Generally when we take the limit of a function $f(x)$ as $x \to \infty$, we get a constant value or $\pm \infty$. However, for some functions, as $x$ grows large, the curve approaches that of another function. For example, for large positive and negative $x$, the curve $y=x^2+\frac{1}{x}$ approaches $y=x^2$. Is this often used in the study of limits?
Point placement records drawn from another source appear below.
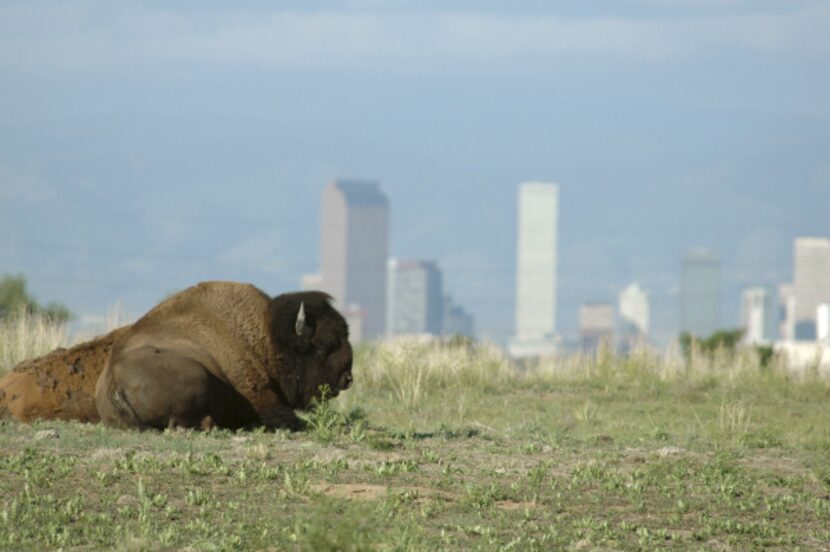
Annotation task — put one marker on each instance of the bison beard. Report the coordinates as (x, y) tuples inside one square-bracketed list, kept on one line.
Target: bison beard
[(224, 354)]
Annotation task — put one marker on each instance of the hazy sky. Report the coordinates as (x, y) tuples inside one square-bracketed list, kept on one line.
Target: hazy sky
[(145, 147)]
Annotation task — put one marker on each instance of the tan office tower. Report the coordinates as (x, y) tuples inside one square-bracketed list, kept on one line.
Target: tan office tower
[(354, 246), (536, 261), (812, 283)]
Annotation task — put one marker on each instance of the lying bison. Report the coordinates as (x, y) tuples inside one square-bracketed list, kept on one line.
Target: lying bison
[(222, 354)]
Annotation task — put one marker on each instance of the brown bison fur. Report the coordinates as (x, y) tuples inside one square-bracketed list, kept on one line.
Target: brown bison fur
[(59, 385), (225, 354)]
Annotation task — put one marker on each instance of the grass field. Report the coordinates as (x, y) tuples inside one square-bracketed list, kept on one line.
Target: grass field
[(454, 447)]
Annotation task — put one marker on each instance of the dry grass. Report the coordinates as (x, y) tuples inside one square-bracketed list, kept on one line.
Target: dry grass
[(24, 337)]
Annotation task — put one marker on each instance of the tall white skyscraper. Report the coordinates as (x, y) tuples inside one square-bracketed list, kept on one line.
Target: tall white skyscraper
[(759, 315), (700, 293), (634, 315), (414, 298), (354, 247), (812, 283), (536, 261)]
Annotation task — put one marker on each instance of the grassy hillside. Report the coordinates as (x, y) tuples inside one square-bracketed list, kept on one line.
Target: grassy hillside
[(454, 447)]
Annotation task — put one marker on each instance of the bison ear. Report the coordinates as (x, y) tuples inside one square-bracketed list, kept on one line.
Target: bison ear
[(299, 325)]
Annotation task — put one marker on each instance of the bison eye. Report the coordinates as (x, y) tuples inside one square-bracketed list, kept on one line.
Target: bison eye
[(345, 380)]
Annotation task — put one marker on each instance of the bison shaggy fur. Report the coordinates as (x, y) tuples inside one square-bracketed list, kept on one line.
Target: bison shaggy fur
[(216, 354)]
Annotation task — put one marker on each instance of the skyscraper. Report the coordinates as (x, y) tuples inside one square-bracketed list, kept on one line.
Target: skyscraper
[(596, 325), (536, 261), (633, 308), (457, 321), (700, 293), (759, 315), (786, 312), (634, 311), (415, 298), (354, 250), (812, 283)]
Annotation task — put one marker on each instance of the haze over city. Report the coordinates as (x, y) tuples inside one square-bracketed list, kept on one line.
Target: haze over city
[(147, 147)]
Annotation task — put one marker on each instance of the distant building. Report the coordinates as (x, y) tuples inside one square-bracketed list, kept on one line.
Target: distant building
[(355, 317), (596, 325), (536, 264), (415, 298), (700, 293), (786, 312), (353, 252), (457, 321), (823, 323), (633, 306), (759, 315), (812, 283), (311, 282)]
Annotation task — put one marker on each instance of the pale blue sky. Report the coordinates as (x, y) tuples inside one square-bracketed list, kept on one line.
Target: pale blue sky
[(144, 147)]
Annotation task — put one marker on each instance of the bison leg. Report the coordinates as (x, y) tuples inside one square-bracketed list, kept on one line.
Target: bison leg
[(154, 388)]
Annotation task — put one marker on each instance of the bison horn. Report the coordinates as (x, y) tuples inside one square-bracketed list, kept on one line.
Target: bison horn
[(299, 325)]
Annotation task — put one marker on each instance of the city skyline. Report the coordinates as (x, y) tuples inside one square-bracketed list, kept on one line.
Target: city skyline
[(536, 269), (134, 162)]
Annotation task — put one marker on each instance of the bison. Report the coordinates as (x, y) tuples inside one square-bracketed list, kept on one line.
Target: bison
[(223, 354)]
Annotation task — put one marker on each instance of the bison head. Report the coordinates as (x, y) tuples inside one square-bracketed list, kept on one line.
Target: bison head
[(313, 339)]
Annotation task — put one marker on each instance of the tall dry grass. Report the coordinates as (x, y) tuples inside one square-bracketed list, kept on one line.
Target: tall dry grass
[(411, 369), (27, 336), (24, 336)]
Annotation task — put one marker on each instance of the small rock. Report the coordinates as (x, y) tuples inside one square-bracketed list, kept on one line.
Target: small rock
[(46, 434), (126, 500), (669, 451)]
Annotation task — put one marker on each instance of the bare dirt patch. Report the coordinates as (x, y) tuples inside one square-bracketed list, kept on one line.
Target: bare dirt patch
[(352, 491)]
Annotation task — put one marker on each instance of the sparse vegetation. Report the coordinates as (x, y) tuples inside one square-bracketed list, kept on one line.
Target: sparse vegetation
[(16, 301), (450, 446)]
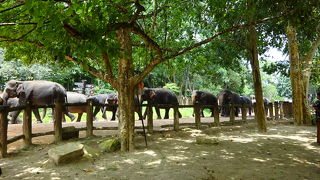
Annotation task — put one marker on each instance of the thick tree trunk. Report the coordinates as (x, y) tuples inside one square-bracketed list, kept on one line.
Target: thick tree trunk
[(253, 54), (295, 75), (125, 91), (260, 113), (306, 73)]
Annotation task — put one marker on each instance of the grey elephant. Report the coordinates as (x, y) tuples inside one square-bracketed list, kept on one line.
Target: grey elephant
[(247, 103), (38, 92), (73, 97), (160, 96), (97, 100), (111, 99), (12, 102), (227, 97), (205, 98)]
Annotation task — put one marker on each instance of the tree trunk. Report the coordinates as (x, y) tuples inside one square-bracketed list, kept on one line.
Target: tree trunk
[(253, 54), (306, 73), (125, 91), (295, 75)]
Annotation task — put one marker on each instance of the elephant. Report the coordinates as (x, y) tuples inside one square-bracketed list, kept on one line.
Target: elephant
[(160, 96), (227, 97), (137, 108), (205, 98), (111, 99), (73, 97), (99, 99), (246, 102), (38, 92), (12, 102)]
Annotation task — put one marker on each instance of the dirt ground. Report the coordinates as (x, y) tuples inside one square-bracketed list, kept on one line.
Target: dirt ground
[(239, 152)]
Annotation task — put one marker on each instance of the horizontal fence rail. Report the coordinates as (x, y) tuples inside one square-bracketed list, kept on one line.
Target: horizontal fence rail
[(276, 110)]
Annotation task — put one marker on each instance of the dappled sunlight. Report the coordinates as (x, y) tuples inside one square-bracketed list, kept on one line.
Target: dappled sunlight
[(260, 160), (148, 152), (243, 140)]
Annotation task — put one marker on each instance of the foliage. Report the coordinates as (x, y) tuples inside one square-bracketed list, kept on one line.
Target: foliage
[(172, 87)]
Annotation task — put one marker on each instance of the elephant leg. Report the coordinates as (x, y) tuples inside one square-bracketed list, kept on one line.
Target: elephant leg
[(166, 116), (212, 112), (44, 112), (96, 111), (113, 115), (79, 117), (71, 116), (37, 115), (180, 116), (158, 113), (145, 113), (14, 117), (104, 112), (201, 112)]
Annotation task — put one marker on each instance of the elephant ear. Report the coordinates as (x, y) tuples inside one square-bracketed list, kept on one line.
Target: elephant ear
[(21, 94), (152, 94)]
I can see how it could be useful when a function approaches $\infty$ because it gives one a simple idea of how quickly it approaches infinity.
Thanks!
https://en.wikipedia.org/wiki/Asymptotic_analysis
This is what we call equivalents, and the notation $f(x)\sim g(x)$ means (provided $g(x)\neq 0$) that $\lim\limits_{x\to+\infty} \frac{f(x)}{g(x)}=1$ or in the $o$ notation $f(x)=g(x)+o(g(x))$.
From this definition it is obvious that if $g$ has a limit (including values $\pm\infty$), then $f$ has one too, and it is the same.
Of course it is not useful only for equivalents at infinity, you can have equivalents in $0$ or at any desired point.
In your case we would say $f(x)=x^2+\frac 1x\sim x^2$ to say that at infinity $f(x)$ behaves or is not much different from $x^2$.
In $o$ notation this means $f(x)=x^2+o(x^2)$.
Obviously you can multiply and divide equivalents, but not add them since negligible terms tend to vanish.
For instance at infinity $\displaystyle f(x)=\frac{3x^2+-5x+7}{7x^3-\ln(x)}\sim\frac{3x^2}{7x^3}\sim \frac{3}{7x}$ we have taken equivalents for numerator and denominator and divided them without restriction.
And at $0^+$ we have $f(x)\sim\frac{7}{-\ln(x)}$.
In any case with equivalents you keep only the main term, negligible ones are simply cancelled.
So this is a tool for finding limits and asymptotics quickly.
Excepted that, equivalents are compliant with integrals and series of terms constant sign.
For instance if $a_n>0$ and $a_n\sim b_n$ and $\sum b_n$ converges then $\sum a_n$ converges too.